Wednesday, November 26, 2025

Trump needs to hit the reset button if the GOP wants to win the 2026 midterms


 by Michael Goodwin NYP

As far as President Trump is concerned, T.S. Eliot got it all wrong.

April is not the cruelest month, November is. 

As he barrels toward the end of his first year back in the White House, the president is beset by slumping poll numbers and a pileup of problems, some of which are self-inflicted. 

Even a gaggle of normally obedient Republicans in Congress are growing restless, and his call for gerrymandering House district lines in red states to pad the GOP advantage in the midterms is in danger of producing the opposite outcome. 

The sheer volume of mounting trouble reflects Trump’s supreme self-confidence, grand vision and his “let’s do it now” management style.

On any given day, the combination results in too many balls in the air competing for his attention. 

The big picture suggests he needs a reset, and maybe a rest.


In any event, it’s time to tighten the focus and follow a more methodical approach so the most important things get sufficient presidential attention. 

It’s hard not to conclude that Trump’s scattered focus is the root cause of what ought to be triggering White House alarms: The president is underwater with voters on every major poll taken this month. 

According to Real Clear Politics, his average approval is a mere 43%, while his average disapproval is 54.8%, a spread of minus 11.8 points. 

Most troubling, the numbers are far worse on his handling of the economy, which was the issue at the heart of his resounding 2024 victory over Vice President Kamala Harris in all the swing states. 

Yet now Trump’s average approval on the economy is a mere 39.5%, against an average disapproval of 57.8%, creating a huge spread of minus 18.3. 

His recent talk of handing out tariff rebate checks of $2,000 smacks of desperation and echoes the deservedly maligned “Obama Phone.” 

Three situations that erupted into public view in recent days illustrate the scope of Trump’s morass. 

Although he touted a proposal his aides crafted to settle the Ukraine-Russia war as a sign that “something good may just be happening,” leaders in Europe and elsewhere blasted it as a shocking capitulation to Russian demands. 

That was soon followed by another bombshell that revealed the helter-skelter nature of the process, namely that Secretary of State Marco Rubio was caught off guard by the proposed terms. 

Rubio later pressed for pro-Ukraine’s changes even as he dutifully defended the initial effort as a “living, breathing document.” 

Deadly opposition 

Reports Tuesday that changes were made that are acceptable to Ukraine were encouraging, but then came news that Russia had fired a barrage of missiles and drones on the Ukrainian capital of Kyiv, killing at least seven people and wounding a score of others. 

Russian officials marked the attack by saying they oppose the changes to the proposed deal made at the request of Ukraine, which would seem to send the plan back to square one. 

At such moments, it’s worth remembering that Trump, while seeking his second term, said repeatedly that if elected again he would solve the war within 24 hours. 

That’s not to deny that he has had great success as a peacemaker in other conflicts, including between Israel and Hamas, but this one has eluded his efforts because Russian leader Vladimir Putin has betrayed their supposedly good relationship at every turn. 

Yet Trump returned to an old argument Sunday by posting on Truth Social that Ukraine’s leaders were guilty of “zero gratitude.” 

The line recalled the Oval Office showdown last February, when Trump ejected Ukrainian President Volodymyr Zelensky from the White House, though their relationship was repaired, or at least it seemed to be. 

But by demanding gratitude when Russia is attacking civilian targets in the Ukrainian capital in the midst of negotiations, Trump appears unduly spiteful. 

Trump haters were especially gleeful over two other black eyes he suffered.

A federal judge’s decision to toss the indictments of former FBI Director James Comey and New York Attorney General Letitia James unleashed loud cheering in the media peanut ­gallery. 

As The New York Times put it, the ruling by Judge Cameron McGowan Currie in Virginia marked “the most significant setback yet to the president’s efforts to force the criminal justice system to punish his perceived foes.
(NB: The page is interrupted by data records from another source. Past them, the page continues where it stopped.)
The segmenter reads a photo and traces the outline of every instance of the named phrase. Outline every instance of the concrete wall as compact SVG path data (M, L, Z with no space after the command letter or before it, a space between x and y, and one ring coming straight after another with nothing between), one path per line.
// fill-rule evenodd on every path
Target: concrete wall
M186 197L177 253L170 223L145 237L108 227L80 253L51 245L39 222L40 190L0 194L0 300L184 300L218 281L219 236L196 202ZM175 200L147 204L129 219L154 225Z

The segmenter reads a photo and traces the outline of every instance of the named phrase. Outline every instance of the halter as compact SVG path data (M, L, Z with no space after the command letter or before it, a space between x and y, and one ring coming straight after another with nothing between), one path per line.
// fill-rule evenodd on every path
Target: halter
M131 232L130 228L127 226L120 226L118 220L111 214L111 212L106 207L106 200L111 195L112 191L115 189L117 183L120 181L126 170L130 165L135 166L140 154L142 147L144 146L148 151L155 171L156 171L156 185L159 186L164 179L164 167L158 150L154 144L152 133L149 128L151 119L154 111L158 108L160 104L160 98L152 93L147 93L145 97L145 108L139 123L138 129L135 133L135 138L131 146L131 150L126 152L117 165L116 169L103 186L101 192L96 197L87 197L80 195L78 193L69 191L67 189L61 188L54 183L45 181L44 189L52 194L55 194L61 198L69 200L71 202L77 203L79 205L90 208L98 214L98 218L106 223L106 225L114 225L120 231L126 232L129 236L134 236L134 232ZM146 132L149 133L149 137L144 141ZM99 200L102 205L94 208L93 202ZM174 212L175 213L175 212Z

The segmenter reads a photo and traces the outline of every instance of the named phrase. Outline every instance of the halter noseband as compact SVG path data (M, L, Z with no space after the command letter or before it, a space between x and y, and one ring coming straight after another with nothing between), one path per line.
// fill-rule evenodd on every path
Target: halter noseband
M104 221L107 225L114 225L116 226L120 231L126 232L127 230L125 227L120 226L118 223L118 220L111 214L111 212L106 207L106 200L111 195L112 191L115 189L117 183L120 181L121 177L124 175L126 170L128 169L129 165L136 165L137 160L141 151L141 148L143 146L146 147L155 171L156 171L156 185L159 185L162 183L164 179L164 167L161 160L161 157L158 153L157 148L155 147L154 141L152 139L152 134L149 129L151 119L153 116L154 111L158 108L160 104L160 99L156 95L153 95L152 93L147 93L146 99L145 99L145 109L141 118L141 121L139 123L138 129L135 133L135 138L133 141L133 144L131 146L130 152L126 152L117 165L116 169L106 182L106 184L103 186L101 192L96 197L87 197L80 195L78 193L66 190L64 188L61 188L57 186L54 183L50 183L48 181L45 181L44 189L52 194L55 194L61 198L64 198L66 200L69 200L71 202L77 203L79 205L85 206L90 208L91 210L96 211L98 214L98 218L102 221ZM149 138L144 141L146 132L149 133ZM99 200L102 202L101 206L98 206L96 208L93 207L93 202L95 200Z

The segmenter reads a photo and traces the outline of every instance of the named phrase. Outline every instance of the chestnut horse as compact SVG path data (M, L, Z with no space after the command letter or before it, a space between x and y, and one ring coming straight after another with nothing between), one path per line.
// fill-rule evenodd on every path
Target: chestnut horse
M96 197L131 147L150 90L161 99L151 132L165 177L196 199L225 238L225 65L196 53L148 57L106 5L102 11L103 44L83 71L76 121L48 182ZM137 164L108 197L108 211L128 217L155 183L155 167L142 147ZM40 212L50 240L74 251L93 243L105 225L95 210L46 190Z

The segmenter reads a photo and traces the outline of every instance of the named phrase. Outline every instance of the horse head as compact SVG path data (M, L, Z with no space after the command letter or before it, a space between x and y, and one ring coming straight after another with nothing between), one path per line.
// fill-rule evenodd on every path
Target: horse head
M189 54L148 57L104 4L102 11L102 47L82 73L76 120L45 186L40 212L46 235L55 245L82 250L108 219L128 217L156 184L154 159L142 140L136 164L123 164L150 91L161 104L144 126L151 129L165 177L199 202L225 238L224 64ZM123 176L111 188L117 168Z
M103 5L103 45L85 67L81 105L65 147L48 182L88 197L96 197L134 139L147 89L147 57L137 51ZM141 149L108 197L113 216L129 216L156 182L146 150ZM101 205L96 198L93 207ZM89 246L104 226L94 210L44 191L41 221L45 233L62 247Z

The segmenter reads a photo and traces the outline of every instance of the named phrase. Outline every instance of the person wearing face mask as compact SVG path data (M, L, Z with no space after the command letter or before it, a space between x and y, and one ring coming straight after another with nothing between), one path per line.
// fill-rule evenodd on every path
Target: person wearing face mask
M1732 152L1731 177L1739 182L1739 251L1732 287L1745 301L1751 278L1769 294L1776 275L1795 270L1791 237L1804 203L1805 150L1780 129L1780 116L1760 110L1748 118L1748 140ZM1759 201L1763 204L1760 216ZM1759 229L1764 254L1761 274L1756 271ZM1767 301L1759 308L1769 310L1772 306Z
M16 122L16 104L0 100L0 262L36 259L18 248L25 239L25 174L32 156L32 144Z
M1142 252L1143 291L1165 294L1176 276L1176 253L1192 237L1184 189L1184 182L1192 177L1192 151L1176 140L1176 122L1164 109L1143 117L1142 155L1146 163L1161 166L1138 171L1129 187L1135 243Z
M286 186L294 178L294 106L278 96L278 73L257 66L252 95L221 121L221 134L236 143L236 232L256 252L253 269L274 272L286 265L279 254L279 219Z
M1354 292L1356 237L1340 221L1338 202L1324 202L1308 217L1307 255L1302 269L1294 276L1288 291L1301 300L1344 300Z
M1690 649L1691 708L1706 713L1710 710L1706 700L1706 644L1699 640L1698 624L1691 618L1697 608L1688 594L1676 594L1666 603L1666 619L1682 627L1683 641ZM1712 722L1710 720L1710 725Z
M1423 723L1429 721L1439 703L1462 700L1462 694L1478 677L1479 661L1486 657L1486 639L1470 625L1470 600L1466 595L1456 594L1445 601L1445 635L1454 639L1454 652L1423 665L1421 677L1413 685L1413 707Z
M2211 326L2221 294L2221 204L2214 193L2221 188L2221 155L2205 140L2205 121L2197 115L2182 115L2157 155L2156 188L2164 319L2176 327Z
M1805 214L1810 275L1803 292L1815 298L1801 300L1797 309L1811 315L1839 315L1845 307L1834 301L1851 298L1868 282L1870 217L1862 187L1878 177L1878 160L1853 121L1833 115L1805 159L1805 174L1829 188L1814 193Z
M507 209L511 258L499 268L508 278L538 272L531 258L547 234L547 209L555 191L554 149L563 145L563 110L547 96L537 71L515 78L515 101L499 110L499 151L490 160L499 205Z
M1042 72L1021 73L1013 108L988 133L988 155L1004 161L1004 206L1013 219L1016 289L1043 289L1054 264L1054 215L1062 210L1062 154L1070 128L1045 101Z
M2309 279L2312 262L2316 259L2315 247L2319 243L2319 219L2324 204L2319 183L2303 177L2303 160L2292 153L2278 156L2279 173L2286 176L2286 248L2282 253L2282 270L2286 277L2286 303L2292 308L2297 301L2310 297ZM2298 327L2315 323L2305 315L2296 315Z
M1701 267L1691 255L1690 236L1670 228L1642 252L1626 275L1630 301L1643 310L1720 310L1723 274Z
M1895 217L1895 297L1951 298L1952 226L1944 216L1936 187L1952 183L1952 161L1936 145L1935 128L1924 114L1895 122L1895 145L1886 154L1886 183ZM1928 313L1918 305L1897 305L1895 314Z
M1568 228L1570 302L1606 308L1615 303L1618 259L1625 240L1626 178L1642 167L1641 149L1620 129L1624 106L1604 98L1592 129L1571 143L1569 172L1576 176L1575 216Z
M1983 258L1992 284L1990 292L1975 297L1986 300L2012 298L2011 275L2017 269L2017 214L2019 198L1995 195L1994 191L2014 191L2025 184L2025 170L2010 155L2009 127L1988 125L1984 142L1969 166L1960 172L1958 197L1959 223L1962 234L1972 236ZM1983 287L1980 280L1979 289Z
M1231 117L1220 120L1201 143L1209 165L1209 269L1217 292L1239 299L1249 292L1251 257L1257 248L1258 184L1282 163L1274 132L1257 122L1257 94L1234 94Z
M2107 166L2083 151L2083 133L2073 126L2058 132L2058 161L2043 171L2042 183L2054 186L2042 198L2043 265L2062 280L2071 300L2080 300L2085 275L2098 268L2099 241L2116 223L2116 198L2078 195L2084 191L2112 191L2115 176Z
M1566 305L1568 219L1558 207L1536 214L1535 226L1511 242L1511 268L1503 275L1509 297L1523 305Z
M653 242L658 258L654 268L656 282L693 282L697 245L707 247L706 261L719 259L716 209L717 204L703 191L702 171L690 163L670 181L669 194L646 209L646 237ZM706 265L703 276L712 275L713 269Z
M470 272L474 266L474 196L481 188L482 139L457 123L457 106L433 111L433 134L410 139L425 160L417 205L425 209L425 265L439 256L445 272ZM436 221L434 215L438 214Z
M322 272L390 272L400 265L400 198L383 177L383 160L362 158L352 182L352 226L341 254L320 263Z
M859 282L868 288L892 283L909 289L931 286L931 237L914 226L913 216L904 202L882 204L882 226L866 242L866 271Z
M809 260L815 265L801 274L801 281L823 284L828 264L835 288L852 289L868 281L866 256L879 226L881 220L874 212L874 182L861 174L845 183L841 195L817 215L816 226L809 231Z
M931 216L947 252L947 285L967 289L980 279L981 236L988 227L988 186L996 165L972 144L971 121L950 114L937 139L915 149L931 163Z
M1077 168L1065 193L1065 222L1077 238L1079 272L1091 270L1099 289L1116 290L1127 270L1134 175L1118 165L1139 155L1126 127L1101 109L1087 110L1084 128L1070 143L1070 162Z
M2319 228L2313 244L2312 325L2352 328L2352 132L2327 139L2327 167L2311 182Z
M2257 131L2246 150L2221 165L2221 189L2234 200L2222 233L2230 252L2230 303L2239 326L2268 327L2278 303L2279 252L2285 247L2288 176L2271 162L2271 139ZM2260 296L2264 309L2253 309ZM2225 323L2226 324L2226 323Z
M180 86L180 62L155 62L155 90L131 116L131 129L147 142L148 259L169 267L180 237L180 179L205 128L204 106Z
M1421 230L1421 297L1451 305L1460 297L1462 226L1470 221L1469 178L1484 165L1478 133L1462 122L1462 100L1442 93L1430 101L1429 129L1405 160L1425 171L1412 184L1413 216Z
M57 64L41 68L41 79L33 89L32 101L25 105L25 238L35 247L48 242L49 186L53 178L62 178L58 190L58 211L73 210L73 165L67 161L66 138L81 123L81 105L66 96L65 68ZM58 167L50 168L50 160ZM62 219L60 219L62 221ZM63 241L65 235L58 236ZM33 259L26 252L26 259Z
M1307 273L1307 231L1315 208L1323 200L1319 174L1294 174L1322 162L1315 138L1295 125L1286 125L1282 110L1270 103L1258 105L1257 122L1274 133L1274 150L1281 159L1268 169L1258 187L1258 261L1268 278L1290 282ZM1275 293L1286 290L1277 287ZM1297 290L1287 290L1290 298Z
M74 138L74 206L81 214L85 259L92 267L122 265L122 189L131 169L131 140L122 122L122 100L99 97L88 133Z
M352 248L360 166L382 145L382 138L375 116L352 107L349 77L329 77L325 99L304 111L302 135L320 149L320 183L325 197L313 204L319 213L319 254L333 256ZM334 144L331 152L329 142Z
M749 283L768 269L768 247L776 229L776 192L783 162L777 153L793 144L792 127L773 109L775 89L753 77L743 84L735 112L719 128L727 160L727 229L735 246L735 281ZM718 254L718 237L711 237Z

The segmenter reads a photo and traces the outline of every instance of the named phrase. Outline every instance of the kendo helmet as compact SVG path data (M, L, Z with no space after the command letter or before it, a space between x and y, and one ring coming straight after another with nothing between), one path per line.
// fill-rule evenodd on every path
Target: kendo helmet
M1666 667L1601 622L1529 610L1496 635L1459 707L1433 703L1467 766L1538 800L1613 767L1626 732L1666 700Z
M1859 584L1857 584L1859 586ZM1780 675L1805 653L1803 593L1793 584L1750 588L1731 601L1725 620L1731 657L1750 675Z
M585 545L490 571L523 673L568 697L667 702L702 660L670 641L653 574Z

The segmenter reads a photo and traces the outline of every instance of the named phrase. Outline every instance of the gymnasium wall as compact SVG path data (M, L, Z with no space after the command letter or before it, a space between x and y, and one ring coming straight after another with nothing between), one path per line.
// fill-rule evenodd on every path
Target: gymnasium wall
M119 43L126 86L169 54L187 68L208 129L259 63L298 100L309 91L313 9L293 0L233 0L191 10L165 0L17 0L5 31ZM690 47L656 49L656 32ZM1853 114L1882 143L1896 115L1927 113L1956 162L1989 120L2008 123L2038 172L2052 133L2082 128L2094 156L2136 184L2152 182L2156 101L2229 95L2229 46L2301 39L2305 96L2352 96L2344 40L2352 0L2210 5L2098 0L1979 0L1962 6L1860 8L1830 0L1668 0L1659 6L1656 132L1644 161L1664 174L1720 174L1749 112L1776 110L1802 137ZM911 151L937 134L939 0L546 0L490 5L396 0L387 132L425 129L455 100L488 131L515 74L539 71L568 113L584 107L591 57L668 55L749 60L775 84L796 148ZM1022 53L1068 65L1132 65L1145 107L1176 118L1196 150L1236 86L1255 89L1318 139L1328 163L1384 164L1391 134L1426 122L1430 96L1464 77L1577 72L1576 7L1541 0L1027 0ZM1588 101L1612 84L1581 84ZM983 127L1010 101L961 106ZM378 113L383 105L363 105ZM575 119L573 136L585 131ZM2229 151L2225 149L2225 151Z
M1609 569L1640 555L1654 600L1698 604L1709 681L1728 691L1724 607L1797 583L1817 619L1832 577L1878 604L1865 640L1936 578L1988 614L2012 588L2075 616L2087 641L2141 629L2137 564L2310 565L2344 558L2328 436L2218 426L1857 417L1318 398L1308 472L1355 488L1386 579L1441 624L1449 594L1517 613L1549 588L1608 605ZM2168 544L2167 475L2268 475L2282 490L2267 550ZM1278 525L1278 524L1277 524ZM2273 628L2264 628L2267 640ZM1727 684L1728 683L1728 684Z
The dismissals also served as a rebuke to Attorney General Pam Bondi, who had rushed to carry out Mr. Trump’s orders.” 

Yes, but the ruling had nothing to do with the merits of the charges, which the government promises to file again. 

The ruling dealt primarily with the role of Lindsey Halligan, a former Trump lawyer whom he wanted Bondi to appoint as an interim US attorney for the Eastern District of Virginia. 

The problem is that Trump had fired the first interim prosecutor, Erik Siebert, who reportedly said the cases against Comey and James lacked sufficient evidence. 

Still, Halligan, working largely alone and over the objections of other prosecutors in the office, won grand jury indictments against both, but the judge declared her appointment improper. 

The problem is that Siebert was also an interim appointment, and the law forbids Bondi from appointing two different people in the same 120-day window, the judge ruled. 

This is not Bondi’s first screwup, and she should have known about the timing limitation. 

Still, the judge dismissed the indictments “without prejudice,” meaning the government can ­refile the accusations against both Comey and James. 

The idea that Trump is hell-bent on punishing his political enemies is a handy one for the left, but it never concedes that Comey, James and others first investigated Trump largely because he was a Republican. 

They targeted him for purely political reasons, yet that’s only a problem when he goes after those who abused their offices and arguably committed other crimes. 

James stands accused of mortgage fraud and Comey allegedly lied to Congress in 2020.